Goldfinches are one of the most brightly colored common birds in the DC area. If you saw one in a tropical area, you might be transfixed...but here, it's just a goldfinch. Well, stop and let yourself be transfixed anyway. They're lovely birds.
Unlike most birds, goldfinches rely almost entirely on seeds; they don't seek out insects for food at all. In fact, you could call them "thistle birds" -- the first part of the Latin name Carduelis tristis comes from Carduus, a genus of thistle found in Europe and Asia. (The species name, tristis, comes from the Latin for "sad," which makes no sense to me - anyone?)

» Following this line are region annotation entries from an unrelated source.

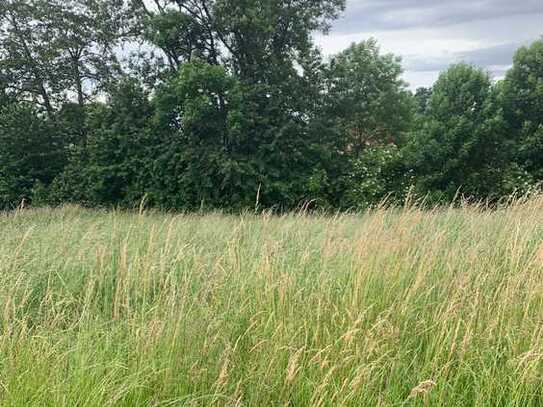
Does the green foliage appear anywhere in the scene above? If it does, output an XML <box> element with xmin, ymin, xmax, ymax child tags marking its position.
<box><xmin>405</xmin><ymin>64</ymin><xmax>508</xmax><ymax>201</ymax></box>
<box><xmin>342</xmin><ymin>145</ymin><xmax>410</xmax><ymax>209</ymax></box>
<box><xmin>327</xmin><ymin>39</ymin><xmax>414</xmax><ymax>151</ymax></box>
<box><xmin>502</xmin><ymin>40</ymin><xmax>543</xmax><ymax>181</ymax></box>
<box><xmin>0</xmin><ymin>103</ymin><xmax>65</xmax><ymax>209</ymax></box>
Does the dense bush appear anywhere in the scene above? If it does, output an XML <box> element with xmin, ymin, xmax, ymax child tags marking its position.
<box><xmin>0</xmin><ymin>0</ymin><xmax>543</xmax><ymax>214</ymax></box>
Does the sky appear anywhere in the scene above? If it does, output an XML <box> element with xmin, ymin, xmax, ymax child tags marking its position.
<box><xmin>315</xmin><ymin>0</ymin><xmax>543</xmax><ymax>89</ymax></box>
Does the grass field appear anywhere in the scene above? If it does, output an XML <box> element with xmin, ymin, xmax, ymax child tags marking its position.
<box><xmin>0</xmin><ymin>199</ymin><xmax>543</xmax><ymax>407</ymax></box>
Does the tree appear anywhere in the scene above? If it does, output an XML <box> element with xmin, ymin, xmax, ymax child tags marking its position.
<box><xmin>50</xmin><ymin>77</ymin><xmax>154</xmax><ymax>207</ymax></box>
<box><xmin>0</xmin><ymin>103</ymin><xmax>65</xmax><ymax>209</ymax></box>
<box><xmin>327</xmin><ymin>39</ymin><xmax>414</xmax><ymax>153</ymax></box>
<box><xmin>501</xmin><ymin>40</ymin><xmax>543</xmax><ymax>181</ymax></box>
<box><xmin>0</xmin><ymin>0</ymin><xmax>134</xmax><ymax>113</ymax></box>
<box><xmin>404</xmin><ymin>64</ymin><xmax>508</xmax><ymax>201</ymax></box>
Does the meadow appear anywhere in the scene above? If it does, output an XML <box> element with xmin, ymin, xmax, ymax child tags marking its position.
<box><xmin>0</xmin><ymin>197</ymin><xmax>543</xmax><ymax>407</ymax></box>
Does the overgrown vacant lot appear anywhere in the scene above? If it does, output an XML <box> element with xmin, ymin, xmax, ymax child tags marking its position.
<box><xmin>0</xmin><ymin>199</ymin><xmax>543</xmax><ymax>406</ymax></box>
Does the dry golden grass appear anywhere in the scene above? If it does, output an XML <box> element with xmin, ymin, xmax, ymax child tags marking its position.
<box><xmin>0</xmin><ymin>198</ymin><xmax>543</xmax><ymax>406</ymax></box>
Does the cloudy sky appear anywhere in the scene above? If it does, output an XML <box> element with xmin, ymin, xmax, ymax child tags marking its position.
<box><xmin>316</xmin><ymin>0</ymin><xmax>543</xmax><ymax>89</ymax></box>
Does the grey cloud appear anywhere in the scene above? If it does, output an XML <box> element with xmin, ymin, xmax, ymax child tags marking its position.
<box><xmin>404</xmin><ymin>43</ymin><xmax>525</xmax><ymax>74</ymax></box>
<box><xmin>334</xmin><ymin>0</ymin><xmax>543</xmax><ymax>34</ymax></box>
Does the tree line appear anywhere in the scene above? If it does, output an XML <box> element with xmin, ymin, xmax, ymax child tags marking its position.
<box><xmin>0</xmin><ymin>0</ymin><xmax>543</xmax><ymax>210</ymax></box>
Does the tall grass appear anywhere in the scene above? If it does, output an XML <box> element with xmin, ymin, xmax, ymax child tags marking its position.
<box><xmin>0</xmin><ymin>199</ymin><xmax>543</xmax><ymax>406</ymax></box>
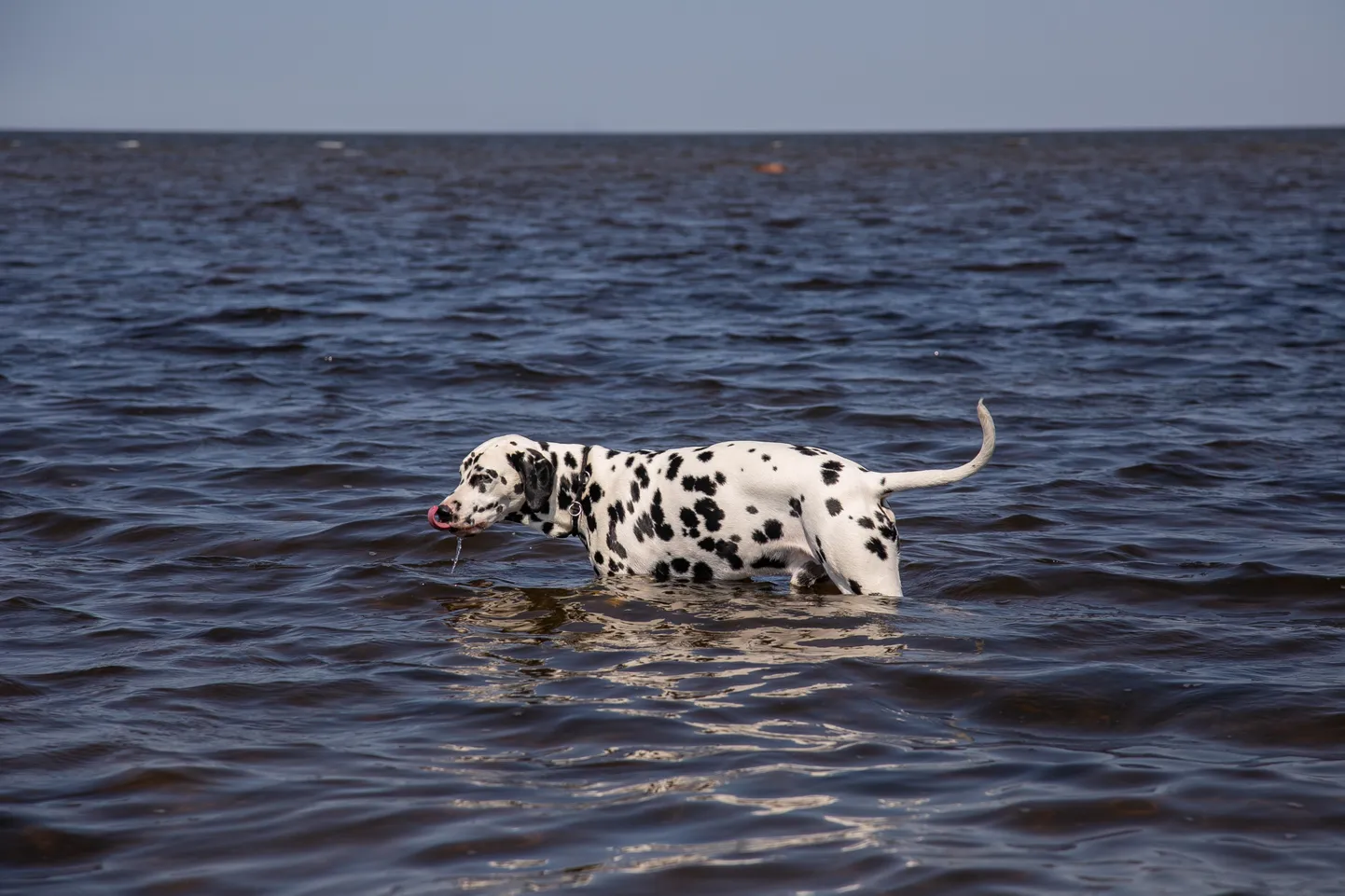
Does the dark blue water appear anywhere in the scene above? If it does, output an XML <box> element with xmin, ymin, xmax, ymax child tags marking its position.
<box><xmin>0</xmin><ymin>131</ymin><xmax>1345</xmax><ymax>896</ymax></box>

Besides looking for the distinctive yellow markings, you can learn to listen for the song of the goldfinch. This video has a good example:
In the wild: Look for meadows on edges of woods. Goldfinches will feed on the seeds of the sun-loving flowers in the meadow (where you'll be able to see them better), but nest in the trees and shrubs.
In your yard: You can purchase birdfeeders specially designed for goldfinches, and fill them with thistle or nyjer seed. Squirrels seem less interested in these tiny seeds than in a typical birdseed mix, but be careful -- those plants may start growing where you don't want them from spilled seed. Goldfinches will also eat sunflower seeds out of a more typical birdseed. Or, just plant yourself a goldfinch garden with some of the native flowers listed above.